近代の京都画壇を代表する存在として再評価されている日本画家、
木島櫻谷(このしまおうこく)の山水画がたっぷり味わえる展覧会です。
木島櫻谷は、戦後、忘れられた時期もあったものの、再評価が進んでいます。
これまでは、動物画が注目されてきたそうですが、
山水画も独特の魅力に溢れています。
木島櫻谷は、20代半ばから30代半ばにかけて、毎年国内各地へ写生旅行に出かけていて、
そこで、観たものを、写生帖に描いていました。
感動すると、漢詩を詠むなど、メモや感想、驚いたことも書きつけられた旅日記です。
木島櫻谷の死後、長持に保管されてきた約600冊の写生帖の中から、
40冊を修理し、データベース化する事業が行われ、今回の特別展にも繋がったそうです。
櫻谷の写生帖は、自ら紙を継ぎ足して作られていることなどもあって劣化が進み、
ページがくっついてしまい、開くことすらできないものもあった中、
根気強く修復作業が行われました。
その成果は、
https://okoku-shaseichou.com/sketchbook/ で、観ることができます。

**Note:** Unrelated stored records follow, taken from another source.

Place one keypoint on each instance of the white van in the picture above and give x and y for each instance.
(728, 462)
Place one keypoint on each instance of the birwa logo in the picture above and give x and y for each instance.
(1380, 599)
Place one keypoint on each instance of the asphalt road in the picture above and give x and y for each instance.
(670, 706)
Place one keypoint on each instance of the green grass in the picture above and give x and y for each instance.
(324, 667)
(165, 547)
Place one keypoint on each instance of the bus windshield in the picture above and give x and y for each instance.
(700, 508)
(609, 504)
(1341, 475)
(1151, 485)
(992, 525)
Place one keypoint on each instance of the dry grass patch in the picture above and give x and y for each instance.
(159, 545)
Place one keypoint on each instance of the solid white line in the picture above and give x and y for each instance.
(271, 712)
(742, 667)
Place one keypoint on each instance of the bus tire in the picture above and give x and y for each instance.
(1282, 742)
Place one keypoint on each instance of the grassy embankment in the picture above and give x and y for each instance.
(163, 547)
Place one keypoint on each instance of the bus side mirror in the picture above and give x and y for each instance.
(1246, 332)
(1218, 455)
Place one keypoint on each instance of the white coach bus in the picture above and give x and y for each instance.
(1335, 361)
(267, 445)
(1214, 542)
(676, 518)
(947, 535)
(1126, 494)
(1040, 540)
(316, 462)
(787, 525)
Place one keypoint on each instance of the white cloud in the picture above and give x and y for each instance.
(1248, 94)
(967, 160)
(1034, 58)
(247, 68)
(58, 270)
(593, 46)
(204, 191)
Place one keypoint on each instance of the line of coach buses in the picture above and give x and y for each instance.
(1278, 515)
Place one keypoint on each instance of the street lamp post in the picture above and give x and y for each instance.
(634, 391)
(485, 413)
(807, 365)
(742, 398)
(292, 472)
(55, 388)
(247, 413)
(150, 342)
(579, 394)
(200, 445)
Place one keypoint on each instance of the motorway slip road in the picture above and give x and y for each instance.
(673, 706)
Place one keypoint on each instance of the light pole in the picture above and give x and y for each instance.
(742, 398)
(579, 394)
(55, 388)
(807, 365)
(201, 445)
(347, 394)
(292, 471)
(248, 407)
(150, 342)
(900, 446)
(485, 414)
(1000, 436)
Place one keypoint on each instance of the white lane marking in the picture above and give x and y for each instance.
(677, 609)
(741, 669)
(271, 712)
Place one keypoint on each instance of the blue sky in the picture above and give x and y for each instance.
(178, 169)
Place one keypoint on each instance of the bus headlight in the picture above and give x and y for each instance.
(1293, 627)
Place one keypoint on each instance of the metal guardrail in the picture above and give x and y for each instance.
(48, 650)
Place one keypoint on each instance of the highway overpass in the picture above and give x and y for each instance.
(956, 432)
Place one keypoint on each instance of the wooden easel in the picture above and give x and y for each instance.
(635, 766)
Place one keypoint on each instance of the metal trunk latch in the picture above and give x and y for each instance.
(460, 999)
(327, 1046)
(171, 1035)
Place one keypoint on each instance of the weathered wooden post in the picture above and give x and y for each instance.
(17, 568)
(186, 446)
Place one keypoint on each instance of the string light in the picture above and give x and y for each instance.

こうした写生を基に作り上げられた、木島櫻谷の山水画。
屏風や壁画など、大きなものも多く、見応えがあります。
私のお気に入りは、「飛瀑」という滝を描いた一枚。
解説を読んで気付いたのですが、滝自体を描くことなく、
周囲を描くことで、白い水しぶきの飛ぶ滝の様子を表現しています。
あまりに自然に滝が描かれていますが、
よく見ると、滝自体は描かれていない、不思議さの虜になりました。
また、木島櫻谷が幼馴染に宛てた絵葉書もありました。
受け取った幼馴染が、大事にアルバムに仕立てていたそうです。
1枚ずつ丁寧に扱われていて、とても大切にしていたことが分かり、
温かい気持ちになりました。
ちなみに、図録にも、写生帖が付録としてついていて、
木島櫻谷の世界を手に取って感じることができます。
木島櫻谷の山水画を堪能できる「特別展 木島櫻谷―山水夢中」は、
泉屋博古館東京で、7月23日(日)までです。
※写真は、主催者の許可を得て掲載しています。